Past improved detective capabilities, companies are incentivized to spend money on self-analysis past the lens of crimson flags by cyber insurance coverage carriers, who’re more and more anticipating proof of preventative controls and infrequently elevate premiums or deny protection for ignored or unaddressed warnings. Monitoring anomalies not solely improves safety posture but additionally aligns with insurance coverage necessities and reduces monetary and reputational threat, and this monitoring is enriched and improved when pushed by means of cybersecurity opinions of risk, vulnerability, and residual threat.
Wrapping up, the adoption of the phrase “Purple Flags” in cybersecurity borrows the post-event detection framework typically from its precursor in Fraud Prevention, however its adoption within the context of cyber posture towards the highest underwriting considerations should not preclude evaluation of extra foundational flaws. At the moment the sphere wants language and fashions that emphasize anticipation and early disruption relatively than ready for disaster or aligning a cybersecurity program to antiquated phrases to mis-prioritize management parts of a program.

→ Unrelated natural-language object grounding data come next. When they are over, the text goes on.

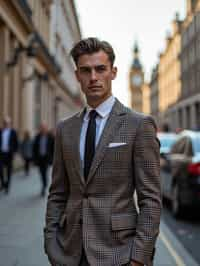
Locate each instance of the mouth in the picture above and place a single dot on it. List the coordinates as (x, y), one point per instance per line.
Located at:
(94, 87)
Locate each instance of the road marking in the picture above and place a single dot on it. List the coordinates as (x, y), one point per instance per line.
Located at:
(176, 257)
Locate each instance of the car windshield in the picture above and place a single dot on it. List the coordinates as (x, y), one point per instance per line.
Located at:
(167, 141)
(196, 144)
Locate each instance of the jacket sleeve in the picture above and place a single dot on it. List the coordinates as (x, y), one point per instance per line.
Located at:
(58, 191)
(146, 160)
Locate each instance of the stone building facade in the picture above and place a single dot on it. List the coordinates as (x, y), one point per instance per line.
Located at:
(31, 86)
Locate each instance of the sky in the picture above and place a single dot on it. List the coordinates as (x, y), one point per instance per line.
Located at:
(122, 22)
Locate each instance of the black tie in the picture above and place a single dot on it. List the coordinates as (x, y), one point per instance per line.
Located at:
(90, 143)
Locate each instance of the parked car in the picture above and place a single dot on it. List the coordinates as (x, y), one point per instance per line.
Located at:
(166, 141)
(180, 171)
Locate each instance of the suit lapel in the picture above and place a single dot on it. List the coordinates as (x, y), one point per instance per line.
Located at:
(113, 123)
(75, 138)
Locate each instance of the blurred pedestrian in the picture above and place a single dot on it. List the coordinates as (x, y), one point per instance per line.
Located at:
(8, 148)
(26, 150)
(43, 153)
(102, 156)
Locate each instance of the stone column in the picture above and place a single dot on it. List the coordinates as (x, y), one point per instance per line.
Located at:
(193, 116)
(28, 99)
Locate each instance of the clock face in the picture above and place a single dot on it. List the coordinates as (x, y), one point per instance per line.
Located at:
(137, 80)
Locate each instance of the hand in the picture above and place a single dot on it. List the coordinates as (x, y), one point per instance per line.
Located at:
(135, 263)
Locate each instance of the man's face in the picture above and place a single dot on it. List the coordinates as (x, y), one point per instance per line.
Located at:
(95, 74)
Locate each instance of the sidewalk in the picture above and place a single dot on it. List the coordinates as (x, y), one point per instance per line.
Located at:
(21, 227)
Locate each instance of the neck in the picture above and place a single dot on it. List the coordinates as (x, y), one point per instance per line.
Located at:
(94, 103)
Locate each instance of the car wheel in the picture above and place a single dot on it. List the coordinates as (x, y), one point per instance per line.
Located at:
(176, 204)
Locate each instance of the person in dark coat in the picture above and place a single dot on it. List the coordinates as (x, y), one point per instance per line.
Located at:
(43, 146)
(8, 148)
(26, 150)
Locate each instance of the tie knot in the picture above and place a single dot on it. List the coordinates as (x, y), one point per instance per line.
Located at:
(93, 114)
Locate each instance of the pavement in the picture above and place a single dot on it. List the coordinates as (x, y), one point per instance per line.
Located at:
(22, 215)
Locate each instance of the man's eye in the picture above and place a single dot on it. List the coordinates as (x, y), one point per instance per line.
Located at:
(100, 68)
(85, 70)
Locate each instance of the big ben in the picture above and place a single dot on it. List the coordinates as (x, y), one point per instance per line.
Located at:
(136, 80)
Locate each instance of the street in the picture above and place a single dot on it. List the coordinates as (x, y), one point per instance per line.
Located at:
(22, 220)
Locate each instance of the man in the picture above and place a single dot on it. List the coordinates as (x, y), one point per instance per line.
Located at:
(8, 147)
(102, 156)
(43, 146)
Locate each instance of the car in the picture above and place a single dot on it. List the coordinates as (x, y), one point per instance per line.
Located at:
(166, 139)
(180, 172)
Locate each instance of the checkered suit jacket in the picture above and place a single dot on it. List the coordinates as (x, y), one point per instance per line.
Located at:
(100, 214)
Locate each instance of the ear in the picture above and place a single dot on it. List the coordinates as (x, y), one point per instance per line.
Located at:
(77, 75)
(114, 72)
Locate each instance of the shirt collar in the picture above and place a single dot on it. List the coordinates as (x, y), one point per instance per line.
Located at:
(103, 109)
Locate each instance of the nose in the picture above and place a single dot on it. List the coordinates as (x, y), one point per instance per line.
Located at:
(93, 75)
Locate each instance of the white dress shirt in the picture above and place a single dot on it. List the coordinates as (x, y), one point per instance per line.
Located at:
(5, 140)
(103, 111)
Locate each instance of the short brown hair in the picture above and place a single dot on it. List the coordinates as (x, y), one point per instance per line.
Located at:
(92, 45)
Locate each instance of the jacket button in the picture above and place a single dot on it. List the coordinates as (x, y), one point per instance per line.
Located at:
(85, 195)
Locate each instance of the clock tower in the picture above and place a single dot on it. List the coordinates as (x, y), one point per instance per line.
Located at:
(136, 80)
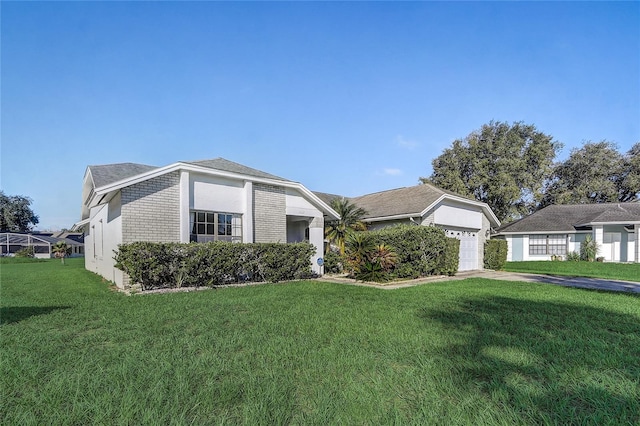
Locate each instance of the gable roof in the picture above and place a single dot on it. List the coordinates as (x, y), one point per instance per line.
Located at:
(229, 166)
(406, 202)
(109, 173)
(567, 217)
(402, 201)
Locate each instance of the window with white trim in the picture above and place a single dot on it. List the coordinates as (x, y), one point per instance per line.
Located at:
(209, 226)
(548, 245)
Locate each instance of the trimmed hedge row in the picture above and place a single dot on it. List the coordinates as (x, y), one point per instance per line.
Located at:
(167, 265)
(421, 250)
(495, 254)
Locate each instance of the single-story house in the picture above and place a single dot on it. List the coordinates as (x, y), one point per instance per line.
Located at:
(559, 229)
(468, 220)
(193, 201)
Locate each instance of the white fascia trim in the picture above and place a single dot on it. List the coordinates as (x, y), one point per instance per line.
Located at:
(213, 172)
(484, 206)
(633, 222)
(573, 231)
(394, 217)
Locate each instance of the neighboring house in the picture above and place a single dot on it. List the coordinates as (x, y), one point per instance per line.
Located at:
(42, 243)
(193, 201)
(559, 229)
(468, 220)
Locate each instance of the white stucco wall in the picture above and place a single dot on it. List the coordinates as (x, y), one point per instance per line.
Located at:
(105, 233)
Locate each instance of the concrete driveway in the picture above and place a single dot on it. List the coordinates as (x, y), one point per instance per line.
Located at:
(579, 282)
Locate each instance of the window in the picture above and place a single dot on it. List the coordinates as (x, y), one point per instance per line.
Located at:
(214, 226)
(548, 245)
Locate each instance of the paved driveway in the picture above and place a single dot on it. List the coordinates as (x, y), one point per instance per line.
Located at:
(591, 283)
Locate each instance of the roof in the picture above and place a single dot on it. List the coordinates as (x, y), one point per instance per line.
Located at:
(401, 201)
(108, 173)
(229, 166)
(566, 217)
(405, 202)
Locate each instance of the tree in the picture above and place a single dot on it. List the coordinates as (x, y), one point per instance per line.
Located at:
(16, 214)
(630, 187)
(595, 173)
(503, 165)
(350, 220)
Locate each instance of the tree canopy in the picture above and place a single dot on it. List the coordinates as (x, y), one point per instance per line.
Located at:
(595, 173)
(16, 214)
(504, 165)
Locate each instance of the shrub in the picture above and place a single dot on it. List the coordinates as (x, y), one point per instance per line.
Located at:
(333, 262)
(27, 251)
(420, 250)
(156, 265)
(495, 254)
(573, 256)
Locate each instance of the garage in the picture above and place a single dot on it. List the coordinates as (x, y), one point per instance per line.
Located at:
(468, 248)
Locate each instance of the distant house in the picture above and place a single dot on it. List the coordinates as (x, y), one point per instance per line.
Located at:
(468, 220)
(41, 243)
(559, 229)
(209, 200)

The content material supplied herein is for normal informational functions solely and shouldn’t be construed as authorized, regulatory, compliance, or cybersecurity recommendation. Organizations ought to seek the advice of their very own authorized, compliance, or cybersecurity professionals relating to particular obligations and threat administration methods. Whereas LevelBlue’s Managed Menace Detection and Response options are designed to assist risk detection and response on the endpoint degree, they don’t seem to be an alternative to complete community monitoring, vulnerability administration, or a full cybersecurity program.